The only reliable way to get the user's primary group is to get the group RID from the user's PrimaryGroupID and then search for the group using 'objectSid=<Domain SID>-<RID>'
Comment 3 Boris 2017-07-28 07:45:32 UTC
Is there a fix planned for this issue?
Comment 4 Eric Covener 2017-07-28 11:54:47 UTC
(In reply to Boris from comment #3)
> Is there a fix planned for this issue?

Based on the age, it doesn't appear anyone is working on it
Comment 5 William A. Rowe Jr. 2018-11-07 21:09:54 UTC
Please help us to refine our list of open and current defects; this is a mass update of old and inactive Bugzilla reports which reflect user error, already resolved defects, and still-existing defects in httpd.

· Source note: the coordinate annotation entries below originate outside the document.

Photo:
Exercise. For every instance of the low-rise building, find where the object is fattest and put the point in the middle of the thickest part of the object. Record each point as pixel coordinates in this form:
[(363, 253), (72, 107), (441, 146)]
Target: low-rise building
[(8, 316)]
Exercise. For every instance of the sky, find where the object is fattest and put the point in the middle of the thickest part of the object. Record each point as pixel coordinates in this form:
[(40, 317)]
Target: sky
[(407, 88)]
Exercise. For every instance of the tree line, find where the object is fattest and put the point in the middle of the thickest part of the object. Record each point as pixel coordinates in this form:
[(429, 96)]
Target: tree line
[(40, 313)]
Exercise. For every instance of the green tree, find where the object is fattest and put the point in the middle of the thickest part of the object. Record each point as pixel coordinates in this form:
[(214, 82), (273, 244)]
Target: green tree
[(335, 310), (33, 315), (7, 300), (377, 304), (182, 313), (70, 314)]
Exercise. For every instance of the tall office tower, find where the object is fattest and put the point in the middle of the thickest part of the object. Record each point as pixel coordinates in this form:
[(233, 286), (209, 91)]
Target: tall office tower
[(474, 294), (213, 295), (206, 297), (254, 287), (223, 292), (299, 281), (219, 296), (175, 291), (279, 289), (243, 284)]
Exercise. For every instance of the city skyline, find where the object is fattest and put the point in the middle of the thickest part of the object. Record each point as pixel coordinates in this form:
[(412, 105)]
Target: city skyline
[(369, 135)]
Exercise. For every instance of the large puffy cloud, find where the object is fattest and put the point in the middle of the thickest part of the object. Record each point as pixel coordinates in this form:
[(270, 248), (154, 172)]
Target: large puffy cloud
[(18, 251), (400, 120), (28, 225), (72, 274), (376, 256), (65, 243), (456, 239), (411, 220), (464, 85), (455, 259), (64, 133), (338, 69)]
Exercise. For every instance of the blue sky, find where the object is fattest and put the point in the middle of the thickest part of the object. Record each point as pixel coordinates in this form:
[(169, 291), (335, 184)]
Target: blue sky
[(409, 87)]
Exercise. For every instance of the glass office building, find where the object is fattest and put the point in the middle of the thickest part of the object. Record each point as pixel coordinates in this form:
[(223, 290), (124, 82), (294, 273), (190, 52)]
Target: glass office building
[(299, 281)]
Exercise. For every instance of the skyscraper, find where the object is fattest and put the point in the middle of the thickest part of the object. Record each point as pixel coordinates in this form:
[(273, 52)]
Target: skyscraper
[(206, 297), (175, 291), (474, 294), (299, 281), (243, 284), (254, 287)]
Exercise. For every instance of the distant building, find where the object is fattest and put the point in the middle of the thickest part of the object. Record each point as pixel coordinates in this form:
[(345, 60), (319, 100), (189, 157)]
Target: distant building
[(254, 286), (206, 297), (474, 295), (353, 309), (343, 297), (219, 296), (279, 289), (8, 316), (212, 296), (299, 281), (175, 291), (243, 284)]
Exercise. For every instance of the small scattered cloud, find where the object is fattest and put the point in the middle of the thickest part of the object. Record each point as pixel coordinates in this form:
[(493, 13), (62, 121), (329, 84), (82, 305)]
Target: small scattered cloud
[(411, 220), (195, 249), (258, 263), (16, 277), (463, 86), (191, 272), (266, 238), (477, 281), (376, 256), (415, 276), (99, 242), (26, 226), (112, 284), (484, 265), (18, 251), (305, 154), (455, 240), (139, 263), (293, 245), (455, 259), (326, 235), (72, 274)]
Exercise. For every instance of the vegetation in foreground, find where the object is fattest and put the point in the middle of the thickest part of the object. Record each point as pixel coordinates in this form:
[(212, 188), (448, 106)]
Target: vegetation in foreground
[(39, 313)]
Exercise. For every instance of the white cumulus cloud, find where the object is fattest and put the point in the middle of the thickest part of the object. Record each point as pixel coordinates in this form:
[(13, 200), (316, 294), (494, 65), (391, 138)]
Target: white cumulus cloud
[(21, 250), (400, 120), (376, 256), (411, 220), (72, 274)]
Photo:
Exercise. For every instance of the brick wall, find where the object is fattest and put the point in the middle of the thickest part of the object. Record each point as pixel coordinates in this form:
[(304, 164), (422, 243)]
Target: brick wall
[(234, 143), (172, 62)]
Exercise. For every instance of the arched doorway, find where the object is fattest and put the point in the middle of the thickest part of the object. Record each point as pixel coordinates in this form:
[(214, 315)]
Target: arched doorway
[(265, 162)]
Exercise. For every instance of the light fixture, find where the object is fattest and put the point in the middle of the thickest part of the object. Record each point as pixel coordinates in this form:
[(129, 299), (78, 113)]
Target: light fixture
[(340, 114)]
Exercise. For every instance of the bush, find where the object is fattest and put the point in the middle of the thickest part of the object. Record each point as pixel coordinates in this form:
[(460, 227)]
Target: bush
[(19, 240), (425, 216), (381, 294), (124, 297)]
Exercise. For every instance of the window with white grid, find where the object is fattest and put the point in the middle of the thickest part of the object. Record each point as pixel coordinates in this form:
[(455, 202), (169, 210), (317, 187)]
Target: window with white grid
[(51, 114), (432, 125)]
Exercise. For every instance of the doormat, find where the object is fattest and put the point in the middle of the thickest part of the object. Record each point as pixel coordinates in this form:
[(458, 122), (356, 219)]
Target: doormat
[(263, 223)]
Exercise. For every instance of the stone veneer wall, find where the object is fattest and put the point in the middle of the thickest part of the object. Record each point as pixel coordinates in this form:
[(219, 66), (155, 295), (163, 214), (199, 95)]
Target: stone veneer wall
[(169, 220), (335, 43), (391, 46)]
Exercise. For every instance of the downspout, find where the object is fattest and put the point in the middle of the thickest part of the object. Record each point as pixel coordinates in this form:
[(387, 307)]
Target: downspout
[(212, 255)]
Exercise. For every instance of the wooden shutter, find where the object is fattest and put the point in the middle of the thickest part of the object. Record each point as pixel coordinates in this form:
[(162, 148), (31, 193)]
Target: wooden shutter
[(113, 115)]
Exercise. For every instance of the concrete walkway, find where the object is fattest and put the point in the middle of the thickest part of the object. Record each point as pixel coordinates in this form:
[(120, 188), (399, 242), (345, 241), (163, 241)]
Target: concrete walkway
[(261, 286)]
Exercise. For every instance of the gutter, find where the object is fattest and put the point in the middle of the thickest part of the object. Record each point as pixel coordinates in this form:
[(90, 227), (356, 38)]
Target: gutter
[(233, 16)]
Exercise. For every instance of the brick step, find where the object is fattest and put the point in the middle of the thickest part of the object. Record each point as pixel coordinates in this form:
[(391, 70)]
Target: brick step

As repeatedly announced, the Apache HTTP Server Project has discontinued all development and patch review of the 2.2.x series of releases. The final release 2.2.34 was published in July 2017, and no further evaluation of bug reports or security risks will be considered or published for 2.2.x releases. All reports older than 2.4.x have been updated to status RESOLVED/LATER; no further action is expected unless the report still applies to a current version of httpd.

If your report represented a question or confusion about how to use an httpd feature, an unexpected server behavior, problems building or installing httpd, or working with an external component (a third party module, browser etc.) we ask you to start by bringing your question to the User Support and Discussion mailing list, see [https://httpd.apache.org/lists.html#http-users] for details. Include a link to this Bugzilla report for completeness with your question.

If your report was clearly a defect in httpd or a feature request, we ask that you retest using a modern httpd release (2.4.33 or later) released in the past year. If it can be reproduced, please reopen this bug and change the Version field above to the httpd version you have reconfirmed with.

Your help in identifying defects or enhancements still applicable to the current httpd server software release is greatly appreciated.